Of course, for Gene Simmons and Paul Stanley, everytime It was about money. Their business acumen is close to genius when it comes to selling sizzle rather than steak. In the 15 years since he hastily called his retirement in 2001, Kiss has been brought back from the dead more times than Boris Karloff, but the band has earned him more than $500 million from merchandise sales alone. I did. They didn't stop at cotton. If an air ambulance flies low, the possibilities are endless for the group that sticks their logo on it.

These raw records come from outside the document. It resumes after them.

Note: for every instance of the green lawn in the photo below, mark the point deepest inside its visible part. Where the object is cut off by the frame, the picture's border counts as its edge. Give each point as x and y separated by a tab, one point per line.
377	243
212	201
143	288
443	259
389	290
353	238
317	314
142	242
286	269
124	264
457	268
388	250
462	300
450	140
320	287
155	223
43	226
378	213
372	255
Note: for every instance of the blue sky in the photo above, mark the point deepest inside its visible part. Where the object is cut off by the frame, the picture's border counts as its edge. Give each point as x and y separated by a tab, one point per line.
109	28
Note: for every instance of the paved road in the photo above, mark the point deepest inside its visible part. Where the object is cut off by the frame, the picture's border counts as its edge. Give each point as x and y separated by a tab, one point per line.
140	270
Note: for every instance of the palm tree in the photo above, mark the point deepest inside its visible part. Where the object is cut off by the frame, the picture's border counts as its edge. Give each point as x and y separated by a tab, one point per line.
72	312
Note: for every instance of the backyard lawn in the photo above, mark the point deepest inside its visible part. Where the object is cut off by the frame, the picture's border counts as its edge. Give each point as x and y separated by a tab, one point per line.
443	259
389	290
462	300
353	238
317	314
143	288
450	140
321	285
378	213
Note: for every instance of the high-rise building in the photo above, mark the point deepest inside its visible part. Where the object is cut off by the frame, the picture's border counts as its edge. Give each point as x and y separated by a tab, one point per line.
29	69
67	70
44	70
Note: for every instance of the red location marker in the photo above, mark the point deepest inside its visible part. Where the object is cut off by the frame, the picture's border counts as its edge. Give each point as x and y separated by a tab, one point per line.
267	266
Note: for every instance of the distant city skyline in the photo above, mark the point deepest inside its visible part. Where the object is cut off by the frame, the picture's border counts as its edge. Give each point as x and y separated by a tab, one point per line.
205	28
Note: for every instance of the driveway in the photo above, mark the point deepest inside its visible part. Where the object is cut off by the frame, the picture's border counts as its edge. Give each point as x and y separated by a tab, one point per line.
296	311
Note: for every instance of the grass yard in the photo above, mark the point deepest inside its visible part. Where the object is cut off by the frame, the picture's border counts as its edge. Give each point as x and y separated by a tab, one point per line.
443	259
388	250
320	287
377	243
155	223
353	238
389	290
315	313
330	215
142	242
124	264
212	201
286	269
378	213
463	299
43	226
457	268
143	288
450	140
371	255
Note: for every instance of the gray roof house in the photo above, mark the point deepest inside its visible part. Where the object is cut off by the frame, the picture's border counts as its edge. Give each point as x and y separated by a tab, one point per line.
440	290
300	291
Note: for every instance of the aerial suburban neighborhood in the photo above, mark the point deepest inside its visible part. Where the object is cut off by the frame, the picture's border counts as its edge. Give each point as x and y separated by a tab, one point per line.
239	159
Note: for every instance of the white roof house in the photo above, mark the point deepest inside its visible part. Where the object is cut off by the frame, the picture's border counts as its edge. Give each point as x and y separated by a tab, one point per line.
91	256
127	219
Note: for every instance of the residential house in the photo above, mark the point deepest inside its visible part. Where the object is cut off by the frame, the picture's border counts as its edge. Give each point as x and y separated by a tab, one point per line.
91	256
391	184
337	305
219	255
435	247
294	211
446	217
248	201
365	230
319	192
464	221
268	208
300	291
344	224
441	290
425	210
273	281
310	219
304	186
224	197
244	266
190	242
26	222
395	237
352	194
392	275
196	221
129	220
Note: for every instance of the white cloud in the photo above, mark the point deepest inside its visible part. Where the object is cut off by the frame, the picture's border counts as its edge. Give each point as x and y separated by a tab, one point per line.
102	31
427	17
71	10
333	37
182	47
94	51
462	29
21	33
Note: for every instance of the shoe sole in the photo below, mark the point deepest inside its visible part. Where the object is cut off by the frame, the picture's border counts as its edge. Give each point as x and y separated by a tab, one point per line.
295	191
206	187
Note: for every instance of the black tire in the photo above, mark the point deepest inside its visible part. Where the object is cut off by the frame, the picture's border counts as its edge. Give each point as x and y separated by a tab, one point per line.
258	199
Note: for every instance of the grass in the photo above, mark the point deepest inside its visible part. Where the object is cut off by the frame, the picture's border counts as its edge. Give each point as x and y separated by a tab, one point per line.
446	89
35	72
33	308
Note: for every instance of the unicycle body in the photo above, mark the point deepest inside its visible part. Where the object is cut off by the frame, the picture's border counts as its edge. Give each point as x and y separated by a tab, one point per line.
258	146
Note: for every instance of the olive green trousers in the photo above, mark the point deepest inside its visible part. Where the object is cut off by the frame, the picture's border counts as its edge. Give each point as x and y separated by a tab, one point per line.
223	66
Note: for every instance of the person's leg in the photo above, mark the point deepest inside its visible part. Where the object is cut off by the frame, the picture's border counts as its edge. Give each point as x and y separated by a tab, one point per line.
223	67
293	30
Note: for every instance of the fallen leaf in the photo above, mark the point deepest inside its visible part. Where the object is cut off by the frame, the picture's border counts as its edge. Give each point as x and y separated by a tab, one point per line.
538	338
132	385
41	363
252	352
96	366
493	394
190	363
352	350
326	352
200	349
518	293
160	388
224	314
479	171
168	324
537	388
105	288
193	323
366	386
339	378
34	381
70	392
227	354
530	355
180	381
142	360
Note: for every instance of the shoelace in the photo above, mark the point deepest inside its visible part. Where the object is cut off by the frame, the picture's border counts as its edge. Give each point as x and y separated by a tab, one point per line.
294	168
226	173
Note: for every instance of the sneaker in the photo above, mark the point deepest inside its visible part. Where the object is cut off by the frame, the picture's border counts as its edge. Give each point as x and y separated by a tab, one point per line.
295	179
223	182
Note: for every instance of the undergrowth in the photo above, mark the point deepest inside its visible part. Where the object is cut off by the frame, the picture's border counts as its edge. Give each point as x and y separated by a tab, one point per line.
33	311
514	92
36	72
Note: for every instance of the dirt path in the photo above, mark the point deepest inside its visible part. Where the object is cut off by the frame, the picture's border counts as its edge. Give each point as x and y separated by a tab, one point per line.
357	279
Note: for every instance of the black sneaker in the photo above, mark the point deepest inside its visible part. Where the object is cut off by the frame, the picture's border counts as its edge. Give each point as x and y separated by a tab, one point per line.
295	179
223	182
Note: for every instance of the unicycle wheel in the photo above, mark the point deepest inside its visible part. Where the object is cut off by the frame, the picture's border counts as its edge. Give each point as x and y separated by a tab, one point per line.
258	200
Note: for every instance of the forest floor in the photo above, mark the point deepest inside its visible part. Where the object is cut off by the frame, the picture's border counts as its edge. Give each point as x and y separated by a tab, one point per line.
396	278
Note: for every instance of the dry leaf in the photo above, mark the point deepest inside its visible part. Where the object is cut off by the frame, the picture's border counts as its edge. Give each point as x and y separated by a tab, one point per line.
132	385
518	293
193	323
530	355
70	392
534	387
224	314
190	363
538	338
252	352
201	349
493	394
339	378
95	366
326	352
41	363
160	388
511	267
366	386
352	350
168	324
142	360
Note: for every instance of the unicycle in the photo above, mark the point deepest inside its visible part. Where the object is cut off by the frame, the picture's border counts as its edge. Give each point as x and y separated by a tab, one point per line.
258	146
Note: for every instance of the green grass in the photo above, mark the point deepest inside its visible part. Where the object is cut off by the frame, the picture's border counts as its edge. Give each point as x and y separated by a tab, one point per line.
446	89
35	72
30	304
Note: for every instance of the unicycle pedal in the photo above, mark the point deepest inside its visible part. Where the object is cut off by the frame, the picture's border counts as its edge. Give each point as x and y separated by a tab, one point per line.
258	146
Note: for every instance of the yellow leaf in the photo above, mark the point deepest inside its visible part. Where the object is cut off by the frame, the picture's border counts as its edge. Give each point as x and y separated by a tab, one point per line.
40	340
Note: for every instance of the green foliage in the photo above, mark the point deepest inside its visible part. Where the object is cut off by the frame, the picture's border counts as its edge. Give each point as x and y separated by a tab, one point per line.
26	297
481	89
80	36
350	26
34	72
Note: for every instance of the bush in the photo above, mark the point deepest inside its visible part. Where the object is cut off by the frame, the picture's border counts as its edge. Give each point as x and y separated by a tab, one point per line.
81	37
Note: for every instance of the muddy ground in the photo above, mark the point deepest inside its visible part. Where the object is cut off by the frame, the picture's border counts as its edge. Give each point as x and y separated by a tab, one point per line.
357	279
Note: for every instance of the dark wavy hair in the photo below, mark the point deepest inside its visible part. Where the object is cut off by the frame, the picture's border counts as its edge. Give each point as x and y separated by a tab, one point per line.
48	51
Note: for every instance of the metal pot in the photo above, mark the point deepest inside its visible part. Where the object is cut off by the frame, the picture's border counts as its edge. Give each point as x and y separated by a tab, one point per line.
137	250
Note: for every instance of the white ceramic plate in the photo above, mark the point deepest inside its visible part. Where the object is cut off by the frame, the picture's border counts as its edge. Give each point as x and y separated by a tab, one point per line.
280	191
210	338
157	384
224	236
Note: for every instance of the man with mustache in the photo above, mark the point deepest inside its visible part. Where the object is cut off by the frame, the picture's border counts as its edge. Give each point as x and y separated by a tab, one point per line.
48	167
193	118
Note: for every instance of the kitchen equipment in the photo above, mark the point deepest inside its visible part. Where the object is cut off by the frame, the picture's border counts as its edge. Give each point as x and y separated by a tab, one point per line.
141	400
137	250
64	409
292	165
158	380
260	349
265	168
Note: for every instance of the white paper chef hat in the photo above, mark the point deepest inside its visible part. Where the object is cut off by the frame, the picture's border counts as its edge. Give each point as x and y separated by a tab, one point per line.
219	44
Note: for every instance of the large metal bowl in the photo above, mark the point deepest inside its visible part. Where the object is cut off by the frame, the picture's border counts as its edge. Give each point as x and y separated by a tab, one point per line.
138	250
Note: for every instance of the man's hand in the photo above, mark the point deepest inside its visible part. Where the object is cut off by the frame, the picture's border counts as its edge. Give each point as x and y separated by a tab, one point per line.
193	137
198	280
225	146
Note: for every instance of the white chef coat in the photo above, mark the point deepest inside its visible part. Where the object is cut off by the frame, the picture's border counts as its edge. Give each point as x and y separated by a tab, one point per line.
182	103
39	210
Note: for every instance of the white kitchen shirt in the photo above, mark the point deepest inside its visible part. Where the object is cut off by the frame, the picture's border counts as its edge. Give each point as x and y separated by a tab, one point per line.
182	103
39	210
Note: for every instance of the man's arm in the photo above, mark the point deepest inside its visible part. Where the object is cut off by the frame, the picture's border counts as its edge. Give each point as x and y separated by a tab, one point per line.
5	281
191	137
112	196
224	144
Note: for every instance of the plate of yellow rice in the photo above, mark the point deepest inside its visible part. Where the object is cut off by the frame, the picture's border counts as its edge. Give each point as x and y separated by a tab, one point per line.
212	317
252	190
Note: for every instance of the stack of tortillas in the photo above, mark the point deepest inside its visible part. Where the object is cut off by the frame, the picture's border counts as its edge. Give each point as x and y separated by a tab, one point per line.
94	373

Since forming in New York City in 1973, Kiss has licensed its name to: 5,000 product. We've stocked Kiss condoms, action figures, comic books, comics, credit cards, board games, pinball machines, branded coffee (“coffee”), memorial prayer cards, pet cremation urns, and more. In the early years of this century, potential long-term contingency buyers could even purchase a coffin with the group's name engraved on it (known as the “Kissing Caskets”) for as little as $4,500. Brothers Vinny and Darryl “Dimebag” Abbott of the Texas metal band Pantera did just that and were officially buried among them. (Unfortunately, this most delicious product is now discontinued.)
But if I had to choose, my favorite product from the band that wasn't intentionally oversold would actually be an empty packet of clear plastic underneath a cardboard strip bearing. I think it was the “Air Guitar Strings” line that was – but of course – the Kiss logo. The $4.99 price tag meant the product was seen as a witty joke rather than a rip-off. Before Christmas 2017, the band is said to have made a fortune from this item alone.